Trump threatens the outlook for war as a result of failed talks, but other US authorities have put on a much less wary tone.
Witkov emphasized that diplomatic solutions are within reach later last month. In an interview with Tucker Carlson, he promoted the US military and laid out the vulnerabilities of Iran, but quickly made it clear that “this is not a threat.”
“If Iranians have heard this broadcast, this is not a threat to me. It’s the president who has that authority,” he said.
One former US official said the talks could be a starting point for both parties that would hinder whether further negotiations are possible.
A former US official who negotiated with Iran on the nuclear issue said:
“I think Iran is aiming to demonstrate flexibility as the devil is in the details of the nuclear lecture. It is unlikely that details will be addressed in this opening episode,” the previous official said.
For now, it’s not negotiations, State Department spokesman Tammy Bruce warned, but it’s a meeting with a specific goal.
“The very specific thing that needs to be achieved is to make the world a safer place and make sure Iran never gets nuclear weapons,” Bruce told reporters.

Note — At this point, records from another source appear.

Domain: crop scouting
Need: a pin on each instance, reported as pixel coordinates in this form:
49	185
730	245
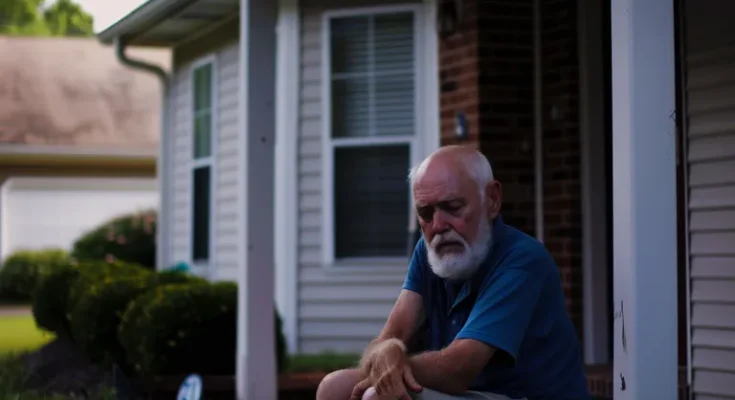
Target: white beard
460	266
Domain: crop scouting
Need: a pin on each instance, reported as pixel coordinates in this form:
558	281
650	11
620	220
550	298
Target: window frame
195	163
416	141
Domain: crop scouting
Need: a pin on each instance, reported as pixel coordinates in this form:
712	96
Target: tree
32	18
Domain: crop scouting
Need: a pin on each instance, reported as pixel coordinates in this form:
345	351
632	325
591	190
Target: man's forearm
435	371
375	345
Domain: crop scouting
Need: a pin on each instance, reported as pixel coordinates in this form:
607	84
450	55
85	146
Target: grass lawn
19	334
324	362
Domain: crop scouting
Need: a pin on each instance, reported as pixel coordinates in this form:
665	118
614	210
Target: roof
75	93
168	22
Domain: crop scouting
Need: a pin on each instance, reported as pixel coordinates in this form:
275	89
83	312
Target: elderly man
490	299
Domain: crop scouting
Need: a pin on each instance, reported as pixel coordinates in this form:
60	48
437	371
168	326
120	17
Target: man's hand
388	372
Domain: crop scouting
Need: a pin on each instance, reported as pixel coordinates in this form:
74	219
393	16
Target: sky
107	12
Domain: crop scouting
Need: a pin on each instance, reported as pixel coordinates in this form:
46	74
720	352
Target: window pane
349	44
371	201
203	135
201	218
394	104
203	87
394	47
350	108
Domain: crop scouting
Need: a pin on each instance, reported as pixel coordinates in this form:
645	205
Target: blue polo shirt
515	303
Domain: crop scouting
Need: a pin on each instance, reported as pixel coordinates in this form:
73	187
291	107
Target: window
372	78
202	162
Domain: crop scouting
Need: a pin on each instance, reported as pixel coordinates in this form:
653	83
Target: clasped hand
389	373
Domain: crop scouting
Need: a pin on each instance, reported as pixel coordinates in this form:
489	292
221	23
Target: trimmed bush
51	298
23	270
185	328
99	298
129	238
57	294
96	315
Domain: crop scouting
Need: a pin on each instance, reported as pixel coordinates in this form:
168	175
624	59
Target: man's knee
338	385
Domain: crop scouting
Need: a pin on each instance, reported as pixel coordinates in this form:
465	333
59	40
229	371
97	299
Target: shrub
96	315
59	291
130	238
99	297
185	328
22	271
51	298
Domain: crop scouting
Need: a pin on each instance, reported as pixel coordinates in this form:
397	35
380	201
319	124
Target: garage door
53	212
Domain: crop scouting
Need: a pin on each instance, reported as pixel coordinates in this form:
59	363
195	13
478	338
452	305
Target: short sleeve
503	310
415	276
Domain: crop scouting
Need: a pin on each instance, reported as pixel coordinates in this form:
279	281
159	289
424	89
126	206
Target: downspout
161	167
538	129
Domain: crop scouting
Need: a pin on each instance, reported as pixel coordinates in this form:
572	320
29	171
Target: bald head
460	161
456	198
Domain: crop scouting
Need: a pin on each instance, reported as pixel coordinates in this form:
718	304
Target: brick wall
486	72
562	192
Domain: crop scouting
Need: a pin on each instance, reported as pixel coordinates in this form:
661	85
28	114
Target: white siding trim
644	200
208	266
288	72
430	123
421	101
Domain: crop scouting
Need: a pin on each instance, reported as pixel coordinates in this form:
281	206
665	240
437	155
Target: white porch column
644	199
256	365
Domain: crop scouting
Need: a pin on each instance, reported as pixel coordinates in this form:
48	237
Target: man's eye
451	208
426	214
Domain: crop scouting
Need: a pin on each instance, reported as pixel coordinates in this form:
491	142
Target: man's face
455	219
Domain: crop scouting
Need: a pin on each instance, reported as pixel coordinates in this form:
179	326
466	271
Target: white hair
477	165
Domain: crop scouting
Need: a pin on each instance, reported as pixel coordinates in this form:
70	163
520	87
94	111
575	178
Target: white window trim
210	161
426	98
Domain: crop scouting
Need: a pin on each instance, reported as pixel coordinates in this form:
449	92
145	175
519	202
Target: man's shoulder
524	252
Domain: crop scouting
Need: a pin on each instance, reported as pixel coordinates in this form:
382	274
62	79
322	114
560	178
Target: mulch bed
59	367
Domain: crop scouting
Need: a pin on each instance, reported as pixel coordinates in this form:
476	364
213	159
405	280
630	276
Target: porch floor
600	382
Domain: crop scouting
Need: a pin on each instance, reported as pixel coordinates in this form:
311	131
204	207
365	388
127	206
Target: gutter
161	164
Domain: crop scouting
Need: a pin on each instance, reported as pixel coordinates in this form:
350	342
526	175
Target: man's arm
408	312
405	318
452	369
497	323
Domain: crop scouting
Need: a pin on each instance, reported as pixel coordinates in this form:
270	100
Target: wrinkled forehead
442	181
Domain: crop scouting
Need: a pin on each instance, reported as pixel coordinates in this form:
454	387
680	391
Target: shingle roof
74	92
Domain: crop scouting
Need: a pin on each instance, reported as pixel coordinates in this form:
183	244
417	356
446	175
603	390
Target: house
609	123
78	138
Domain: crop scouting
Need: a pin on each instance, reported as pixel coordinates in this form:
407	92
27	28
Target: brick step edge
226	383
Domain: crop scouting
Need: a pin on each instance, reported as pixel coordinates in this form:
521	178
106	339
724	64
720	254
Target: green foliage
22	270
130	238
96	315
59	291
35	18
66	18
163	331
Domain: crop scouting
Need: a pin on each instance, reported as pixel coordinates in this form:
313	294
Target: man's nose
439	223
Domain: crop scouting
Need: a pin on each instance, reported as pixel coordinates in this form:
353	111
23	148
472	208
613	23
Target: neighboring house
78	139
365	90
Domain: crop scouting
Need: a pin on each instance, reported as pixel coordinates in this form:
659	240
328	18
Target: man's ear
494	196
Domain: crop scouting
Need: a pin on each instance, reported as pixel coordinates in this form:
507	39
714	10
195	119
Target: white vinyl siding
224	161
710	93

In a recent letter to Trump, Iran’s top leader showed openness to talks that could allow Iran to agree to measures that would hinder the construction of nuclear weapons.

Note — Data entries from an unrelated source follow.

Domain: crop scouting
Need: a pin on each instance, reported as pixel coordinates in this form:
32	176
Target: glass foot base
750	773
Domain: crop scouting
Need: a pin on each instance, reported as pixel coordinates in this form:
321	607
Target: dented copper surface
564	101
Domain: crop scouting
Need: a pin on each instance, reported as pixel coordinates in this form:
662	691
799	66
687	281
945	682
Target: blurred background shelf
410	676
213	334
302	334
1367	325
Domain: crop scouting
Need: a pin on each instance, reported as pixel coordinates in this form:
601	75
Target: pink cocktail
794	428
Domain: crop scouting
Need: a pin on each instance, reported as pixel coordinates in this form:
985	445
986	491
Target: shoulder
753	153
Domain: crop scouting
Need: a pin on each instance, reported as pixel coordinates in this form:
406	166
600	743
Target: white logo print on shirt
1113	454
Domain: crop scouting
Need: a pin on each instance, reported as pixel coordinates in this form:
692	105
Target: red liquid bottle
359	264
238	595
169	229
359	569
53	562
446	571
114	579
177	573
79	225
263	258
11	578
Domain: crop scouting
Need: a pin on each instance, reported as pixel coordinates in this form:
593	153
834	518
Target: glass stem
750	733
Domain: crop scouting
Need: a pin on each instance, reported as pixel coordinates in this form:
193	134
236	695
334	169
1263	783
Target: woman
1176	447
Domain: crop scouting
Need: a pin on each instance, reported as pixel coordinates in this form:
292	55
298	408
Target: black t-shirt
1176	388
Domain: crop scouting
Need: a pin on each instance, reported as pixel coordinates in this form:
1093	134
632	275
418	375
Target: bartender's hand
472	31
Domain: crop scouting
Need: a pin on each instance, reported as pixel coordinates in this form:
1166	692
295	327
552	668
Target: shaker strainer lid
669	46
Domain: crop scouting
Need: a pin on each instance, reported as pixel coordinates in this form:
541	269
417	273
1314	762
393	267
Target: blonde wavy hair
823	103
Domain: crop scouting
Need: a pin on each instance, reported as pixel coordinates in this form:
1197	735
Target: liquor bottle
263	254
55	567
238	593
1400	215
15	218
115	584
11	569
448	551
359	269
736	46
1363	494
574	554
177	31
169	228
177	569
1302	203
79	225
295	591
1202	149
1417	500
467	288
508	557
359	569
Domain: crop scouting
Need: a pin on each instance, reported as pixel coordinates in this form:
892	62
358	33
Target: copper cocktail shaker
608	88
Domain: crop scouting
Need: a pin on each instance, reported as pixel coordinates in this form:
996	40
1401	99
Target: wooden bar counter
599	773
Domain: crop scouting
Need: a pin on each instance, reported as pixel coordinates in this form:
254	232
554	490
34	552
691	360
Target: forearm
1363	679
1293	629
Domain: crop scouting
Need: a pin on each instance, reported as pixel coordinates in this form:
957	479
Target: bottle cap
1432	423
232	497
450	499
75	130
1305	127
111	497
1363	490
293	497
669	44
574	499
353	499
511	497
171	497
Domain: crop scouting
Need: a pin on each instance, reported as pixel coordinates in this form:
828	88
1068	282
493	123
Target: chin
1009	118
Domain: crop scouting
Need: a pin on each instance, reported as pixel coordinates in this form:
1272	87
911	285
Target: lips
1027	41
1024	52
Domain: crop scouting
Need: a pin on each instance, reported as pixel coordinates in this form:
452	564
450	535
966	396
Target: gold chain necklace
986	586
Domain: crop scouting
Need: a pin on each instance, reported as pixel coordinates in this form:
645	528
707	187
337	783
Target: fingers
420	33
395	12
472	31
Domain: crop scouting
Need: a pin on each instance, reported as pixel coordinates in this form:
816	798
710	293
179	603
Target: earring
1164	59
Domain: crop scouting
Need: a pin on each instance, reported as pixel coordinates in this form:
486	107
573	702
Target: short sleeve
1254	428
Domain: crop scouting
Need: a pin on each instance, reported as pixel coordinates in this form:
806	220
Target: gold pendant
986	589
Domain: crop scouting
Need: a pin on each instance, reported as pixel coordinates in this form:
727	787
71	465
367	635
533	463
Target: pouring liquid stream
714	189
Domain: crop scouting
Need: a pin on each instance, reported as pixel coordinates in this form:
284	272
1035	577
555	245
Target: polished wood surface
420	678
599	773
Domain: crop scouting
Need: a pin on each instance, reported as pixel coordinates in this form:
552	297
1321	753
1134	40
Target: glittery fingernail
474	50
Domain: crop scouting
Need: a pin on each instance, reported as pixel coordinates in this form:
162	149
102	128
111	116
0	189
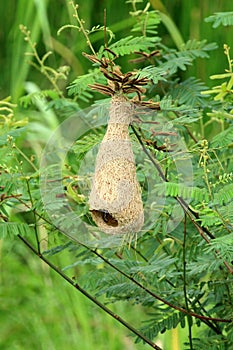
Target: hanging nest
115	199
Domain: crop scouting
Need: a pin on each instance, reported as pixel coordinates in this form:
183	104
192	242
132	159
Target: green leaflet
11	229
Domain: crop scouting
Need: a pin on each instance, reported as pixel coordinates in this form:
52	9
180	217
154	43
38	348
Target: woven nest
115	199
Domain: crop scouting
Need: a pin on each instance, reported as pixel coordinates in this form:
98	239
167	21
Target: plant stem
185	282
89	296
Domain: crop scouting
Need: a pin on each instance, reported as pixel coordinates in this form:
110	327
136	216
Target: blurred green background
38	310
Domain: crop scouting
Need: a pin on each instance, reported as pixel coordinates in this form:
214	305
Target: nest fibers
115	199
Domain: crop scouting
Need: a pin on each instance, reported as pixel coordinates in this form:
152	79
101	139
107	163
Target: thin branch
185	283
203	231
95	252
89	296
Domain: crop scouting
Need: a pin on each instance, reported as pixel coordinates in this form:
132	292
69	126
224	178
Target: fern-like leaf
12	229
195	48
224	195
223	139
131	44
221	18
174	189
189	92
80	86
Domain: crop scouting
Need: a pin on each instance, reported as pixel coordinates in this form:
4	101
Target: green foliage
178	273
221	18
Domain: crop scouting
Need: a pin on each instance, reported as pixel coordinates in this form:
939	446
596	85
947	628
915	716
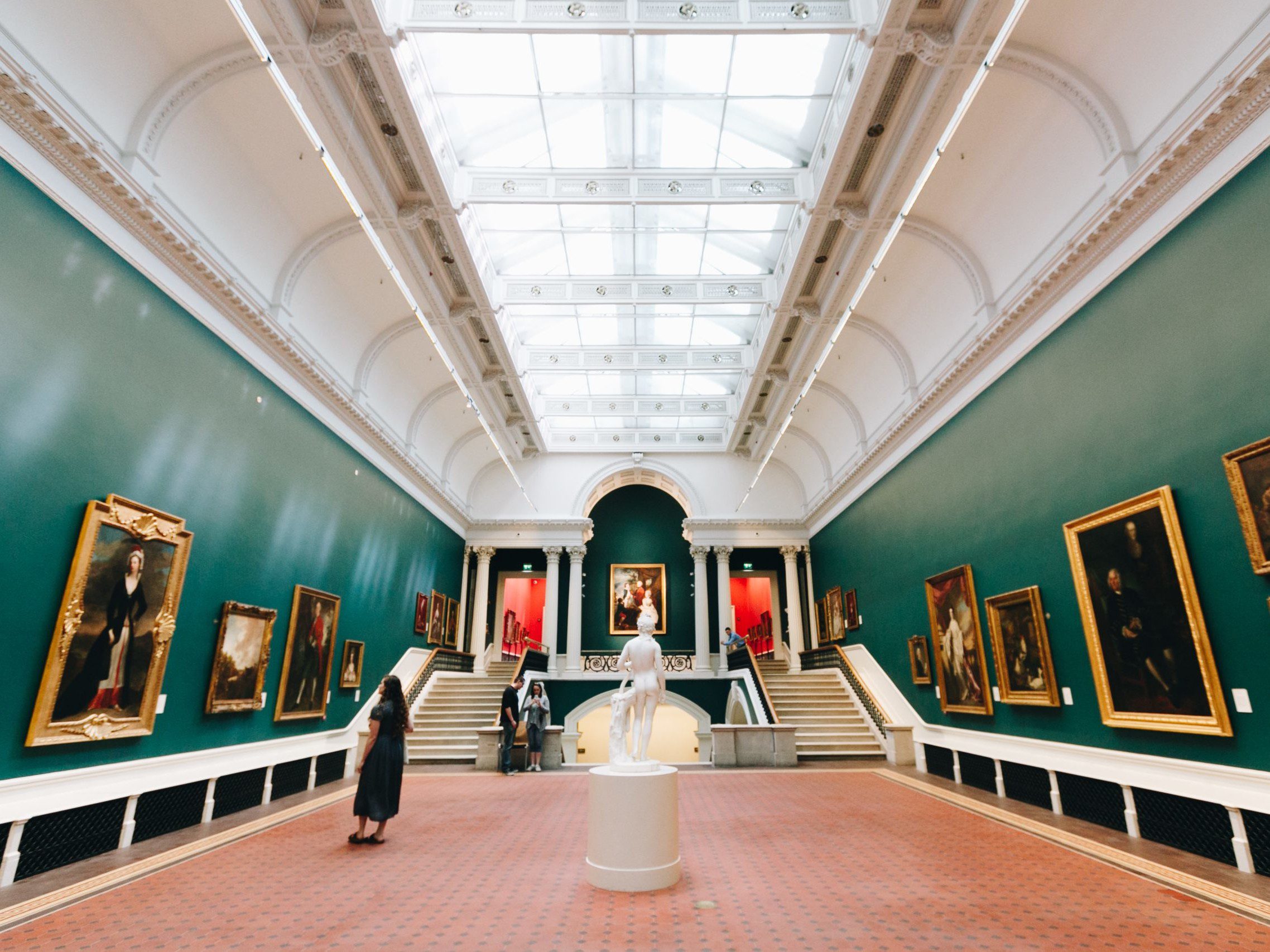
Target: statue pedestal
633	829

However, the planning process for Saturday’s High Stakes talk is bumpy.
This week, there was doubt among those involved as to whether they would happen, given that Iran had said he would be indirectly involved while claiming there would be a direct meeting. However, as of Friday, talks appeared to be on track to move forward, a source familiar with the plan said.
In an article in the Washington Post this week, Foreign Minister Abbas Aragut warned that the war with Iran will drag the US and the region into the costly conflicts the president has chosen on anti-war platforms wants to avoid.
“I can’t imagine President Trump wanting to become another US president in a devastating war in the Middle East. This is what I imagine is expanding rapidly across the region and increasing the taxpayer dollars his predecessor burned in Afghanistan and Iraq to more than billions of dollars,” he writes.
Still, the Islamic Republic has significantly weakened regional power forecasts over the past 18 months due to Israel’s attacks on Israeli proxy and unprecedented attacks within its own borders – has chosen to come to the negotiation table.
Trump administration officials believe Israel’s actions against the position that Iran found himself in, and Witkov says that Israel’s strikes have left Iran’s defenses “internalized.”
But despite the united front with Israel that US administration officials have publicly presented, Trump’s announcement this week, and Saturday’s announcement of talks seemed a surprise to Israeli Prime Minister Benjamin Netanyahu, who sat next to him. Two Israeli sources told CNN the announcement “certainly not” is Israel’s preference.
When Netanyahu returned, he said that if the nuclear talk continues, he might hit Iran anyway.
CNN previously reported that the US intelligence agency has warned that both the Biden and Trump administrations are likely to attack targets related to Iran’s nuclear program as part of the country’s mission to enact a change of administration in the Islamic Republic.
CNN’s Michael Williams, Alayna Treene, Alireza Hajihosseini, Pauline Lockwood and Nadeen Ebrahim contributed to this report.